Central Council of Indian Medicine
- Abbreviation: CCIM
- Formation: 1971; 55 years ago
- Type: Statutory body
- Purpose: Monitor education for Indian System of Medicine
- Location: New Delhi;
- Region served: India
- Parent organisation: Ministry of Ayurveda, Yoga and Naturopathy, Unani, Siddha and Homoeopathy (AYUSH)
- Website: ccimindias.org

= Central Council of Indian Medicine =

Former Medicine regulatory body of India (1971–2021)
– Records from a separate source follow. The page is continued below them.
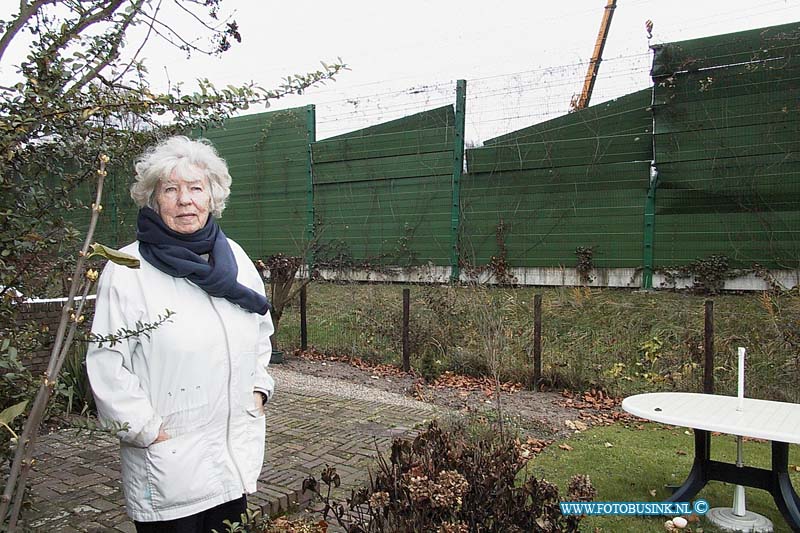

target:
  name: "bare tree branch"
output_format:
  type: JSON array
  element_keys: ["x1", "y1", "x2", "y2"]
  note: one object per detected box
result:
[
  {"x1": 110, "y1": 0, "x2": 162, "y2": 86},
  {"x1": 64, "y1": 0, "x2": 144, "y2": 96},
  {"x1": 0, "y1": 0, "x2": 56, "y2": 60},
  {"x1": 43, "y1": 0, "x2": 126, "y2": 56}
]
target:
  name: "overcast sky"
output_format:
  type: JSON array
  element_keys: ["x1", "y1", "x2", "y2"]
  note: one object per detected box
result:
[{"x1": 0, "y1": 0, "x2": 800, "y2": 143}]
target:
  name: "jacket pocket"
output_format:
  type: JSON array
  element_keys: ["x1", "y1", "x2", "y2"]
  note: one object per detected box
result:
[
  {"x1": 240, "y1": 409, "x2": 266, "y2": 486},
  {"x1": 146, "y1": 430, "x2": 220, "y2": 509}
]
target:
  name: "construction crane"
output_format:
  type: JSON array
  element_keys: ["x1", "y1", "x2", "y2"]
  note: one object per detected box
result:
[{"x1": 570, "y1": 0, "x2": 617, "y2": 111}]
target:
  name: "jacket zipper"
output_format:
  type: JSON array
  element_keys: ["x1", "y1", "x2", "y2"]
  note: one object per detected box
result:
[{"x1": 208, "y1": 295, "x2": 246, "y2": 494}]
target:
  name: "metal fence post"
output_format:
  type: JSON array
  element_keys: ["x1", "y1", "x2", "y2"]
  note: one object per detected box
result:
[
  {"x1": 450, "y1": 80, "x2": 467, "y2": 281},
  {"x1": 300, "y1": 285, "x2": 308, "y2": 351},
  {"x1": 703, "y1": 300, "x2": 714, "y2": 394},
  {"x1": 531, "y1": 294, "x2": 542, "y2": 390},
  {"x1": 403, "y1": 289, "x2": 411, "y2": 372},
  {"x1": 305, "y1": 104, "x2": 317, "y2": 266}
]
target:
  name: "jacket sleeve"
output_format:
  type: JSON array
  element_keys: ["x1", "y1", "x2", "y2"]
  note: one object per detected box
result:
[
  {"x1": 254, "y1": 289, "x2": 275, "y2": 401},
  {"x1": 86, "y1": 262, "x2": 162, "y2": 447}
]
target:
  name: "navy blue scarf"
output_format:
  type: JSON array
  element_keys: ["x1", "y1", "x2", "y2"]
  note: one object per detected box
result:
[{"x1": 136, "y1": 207, "x2": 270, "y2": 315}]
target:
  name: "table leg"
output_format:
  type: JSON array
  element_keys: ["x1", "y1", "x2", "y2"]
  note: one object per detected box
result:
[
  {"x1": 770, "y1": 441, "x2": 800, "y2": 531},
  {"x1": 666, "y1": 429, "x2": 708, "y2": 502}
]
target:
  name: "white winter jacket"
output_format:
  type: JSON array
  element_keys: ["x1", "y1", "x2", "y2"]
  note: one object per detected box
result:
[{"x1": 86, "y1": 240, "x2": 274, "y2": 522}]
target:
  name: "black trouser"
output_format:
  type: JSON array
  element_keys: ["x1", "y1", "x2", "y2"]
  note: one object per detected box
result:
[{"x1": 134, "y1": 496, "x2": 247, "y2": 533}]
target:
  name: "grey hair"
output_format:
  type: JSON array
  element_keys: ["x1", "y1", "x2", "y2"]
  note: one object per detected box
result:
[{"x1": 131, "y1": 135, "x2": 231, "y2": 218}]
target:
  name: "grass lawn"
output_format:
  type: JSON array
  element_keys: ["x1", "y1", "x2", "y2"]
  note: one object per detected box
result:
[{"x1": 520, "y1": 423, "x2": 800, "y2": 533}]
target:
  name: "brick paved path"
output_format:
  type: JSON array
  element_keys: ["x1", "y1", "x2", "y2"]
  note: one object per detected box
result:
[{"x1": 23, "y1": 376, "x2": 434, "y2": 532}]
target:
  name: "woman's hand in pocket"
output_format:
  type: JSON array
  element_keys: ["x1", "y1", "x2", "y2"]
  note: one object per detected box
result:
[
  {"x1": 253, "y1": 392, "x2": 264, "y2": 415},
  {"x1": 151, "y1": 426, "x2": 170, "y2": 444}
]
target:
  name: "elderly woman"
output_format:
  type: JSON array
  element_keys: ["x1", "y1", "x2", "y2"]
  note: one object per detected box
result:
[{"x1": 86, "y1": 137, "x2": 274, "y2": 532}]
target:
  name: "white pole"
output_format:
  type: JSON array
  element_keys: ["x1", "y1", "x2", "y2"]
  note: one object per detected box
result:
[{"x1": 736, "y1": 346, "x2": 746, "y2": 411}]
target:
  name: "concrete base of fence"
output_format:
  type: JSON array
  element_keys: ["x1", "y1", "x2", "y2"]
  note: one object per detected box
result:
[{"x1": 320, "y1": 265, "x2": 800, "y2": 291}]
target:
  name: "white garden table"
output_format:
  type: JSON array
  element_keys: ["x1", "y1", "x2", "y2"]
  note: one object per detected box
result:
[{"x1": 622, "y1": 392, "x2": 800, "y2": 531}]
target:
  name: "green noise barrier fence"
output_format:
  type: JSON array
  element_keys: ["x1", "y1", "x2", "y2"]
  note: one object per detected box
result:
[{"x1": 83, "y1": 23, "x2": 800, "y2": 287}]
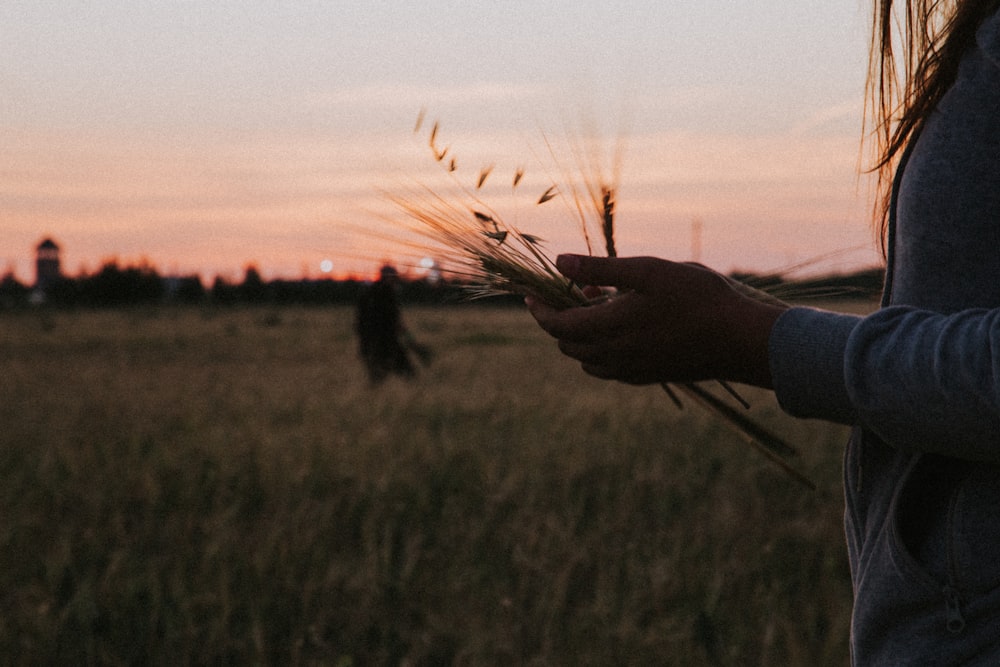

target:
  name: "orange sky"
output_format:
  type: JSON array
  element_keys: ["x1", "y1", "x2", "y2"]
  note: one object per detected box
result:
[{"x1": 0, "y1": 0, "x2": 878, "y2": 281}]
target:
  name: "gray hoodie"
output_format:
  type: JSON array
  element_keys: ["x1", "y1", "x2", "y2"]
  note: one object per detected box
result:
[{"x1": 770, "y1": 7, "x2": 1000, "y2": 666}]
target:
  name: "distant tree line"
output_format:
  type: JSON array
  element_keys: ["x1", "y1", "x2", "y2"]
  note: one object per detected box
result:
[
  {"x1": 0, "y1": 261, "x2": 882, "y2": 310},
  {"x1": 0, "y1": 261, "x2": 476, "y2": 310}
]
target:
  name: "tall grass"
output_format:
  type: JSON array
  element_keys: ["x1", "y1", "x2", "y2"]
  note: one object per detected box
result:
[{"x1": 0, "y1": 307, "x2": 850, "y2": 665}]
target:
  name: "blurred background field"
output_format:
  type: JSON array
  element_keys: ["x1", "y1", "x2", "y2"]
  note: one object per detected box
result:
[{"x1": 0, "y1": 306, "x2": 864, "y2": 666}]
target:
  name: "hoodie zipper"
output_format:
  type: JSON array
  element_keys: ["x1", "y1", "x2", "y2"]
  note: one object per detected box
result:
[{"x1": 942, "y1": 586, "x2": 965, "y2": 635}]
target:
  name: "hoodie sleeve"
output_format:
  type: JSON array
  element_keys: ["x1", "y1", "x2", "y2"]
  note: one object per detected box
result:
[{"x1": 770, "y1": 306, "x2": 1000, "y2": 462}]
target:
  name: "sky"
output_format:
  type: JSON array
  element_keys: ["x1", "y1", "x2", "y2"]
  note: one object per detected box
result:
[{"x1": 0, "y1": 0, "x2": 878, "y2": 282}]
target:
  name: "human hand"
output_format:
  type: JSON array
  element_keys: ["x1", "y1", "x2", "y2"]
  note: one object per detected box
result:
[{"x1": 526, "y1": 255, "x2": 787, "y2": 387}]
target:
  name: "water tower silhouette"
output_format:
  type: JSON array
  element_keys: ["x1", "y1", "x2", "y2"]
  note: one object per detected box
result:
[{"x1": 35, "y1": 238, "x2": 62, "y2": 292}]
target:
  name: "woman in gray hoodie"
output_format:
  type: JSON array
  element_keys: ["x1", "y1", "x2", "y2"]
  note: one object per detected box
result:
[{"x1": 527, "y1": 0, "x2": 1000, "y2": 665}]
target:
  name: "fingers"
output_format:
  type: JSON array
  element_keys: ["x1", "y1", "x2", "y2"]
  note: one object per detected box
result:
[
  {"x1": 556, "y1": 255, "x2": 673, "y2": 289},
  {"x1": 524, "y1": 297, "x2": 623, "y2": 343}
]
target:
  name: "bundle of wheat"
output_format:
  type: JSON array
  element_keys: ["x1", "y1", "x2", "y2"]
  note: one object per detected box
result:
[{"x1": 387, "y1": 115, "x2": 814, "y2": 488}]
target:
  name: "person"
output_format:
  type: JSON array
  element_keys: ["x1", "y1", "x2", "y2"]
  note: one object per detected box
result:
[
  {"x1": 526, "y1": 0, "x2": 1000, "y2": 665},
  {"x1": 354, "y1": 264, "x2": 422, "y2": 385}
]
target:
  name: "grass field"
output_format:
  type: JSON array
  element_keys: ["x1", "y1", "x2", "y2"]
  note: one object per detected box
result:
[{"x1": 0, "y1": 307, "x2": 864, "y2": 667}]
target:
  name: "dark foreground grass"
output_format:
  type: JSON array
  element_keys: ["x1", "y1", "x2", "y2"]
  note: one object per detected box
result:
[{"x1": 0, "y1": 307, "x2": 850, "y2": 666}]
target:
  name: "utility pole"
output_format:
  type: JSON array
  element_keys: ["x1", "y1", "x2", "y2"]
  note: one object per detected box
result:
[{"x1": 691, "y1": 216, "x2": 704, "y2": 264}]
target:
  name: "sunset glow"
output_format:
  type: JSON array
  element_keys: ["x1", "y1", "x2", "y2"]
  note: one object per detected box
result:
[{"x1": 0, "y1": 0, "x2": 877, "y2": 282}]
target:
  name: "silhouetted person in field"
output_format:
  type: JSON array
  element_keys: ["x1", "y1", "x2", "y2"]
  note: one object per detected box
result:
[{"x1": 355, "y1": 266, "x2": 429, "y2": 385}]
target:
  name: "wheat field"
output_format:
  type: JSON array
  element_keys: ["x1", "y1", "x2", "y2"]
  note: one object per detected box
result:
[{"x1": 0, "y1": 306, "x2": 851, "y2": 667}]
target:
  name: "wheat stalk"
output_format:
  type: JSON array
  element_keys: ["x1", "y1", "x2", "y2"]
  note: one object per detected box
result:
[{"x1": 386, "y1": 119, "x2": 815, "y2": 488}]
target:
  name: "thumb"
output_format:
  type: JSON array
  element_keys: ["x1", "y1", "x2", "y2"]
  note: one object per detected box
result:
[{"x1": 556, "y1": 255, "x2": 673, "y2": 289}]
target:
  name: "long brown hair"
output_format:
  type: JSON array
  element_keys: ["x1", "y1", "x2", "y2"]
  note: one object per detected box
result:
[{"x1": 865, "y1": 0, "x2": 1000, "y2": 255}]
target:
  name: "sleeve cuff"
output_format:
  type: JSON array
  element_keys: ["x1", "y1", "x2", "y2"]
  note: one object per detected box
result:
[{"x1": 768, "y1": 307, "x2": 861, "y2": 424}]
Central Council of Indian Medicine (CCIM) was a statutory body under the Ministry of AYUSH, Government of India between 1971 and 2021. The CCIM was set up in 1971 under the Indian Medicine Central Council Act, (Act 48) which was passed in 1970. It is one of the Professional councils under University Grants Commission (UGC) to monitor higher education in Indian systems of medicine, including Ayurveda, Siddha, Unani and Sowa-Rigpa.

== Overview ==
It was located in New Delhi, India. CCIM was set up to suggest the benchmarks and practices to be followed in Indian medicinal systems. CCIM had been involved in regulating the Ayurveda, Siddha and Unani Tibb education courses at the graduate and post-graduate streams.

== Dissolution ==
The parliament and president approved the National Commission for Indian Systems of Medicine (NCISM) on 20 September 2020. In addition to maintaining a national and state register for practitioners, the NCISM legislates for the National Eligibility cum Entrance Test (NEET), and the National Exit Test (NExT).

Since 2021, Central Council of Indian Medicine was dissolved and its role was overtaken by National Commission for Indian System of Medicine. The National Commission for Indian System of Medicine set up according to the National Commission for Indian System of Medicine Act, 2021, will govern the Board of Ayurveda and Unani and the Board of Unani, Siddha and Sowarigpa.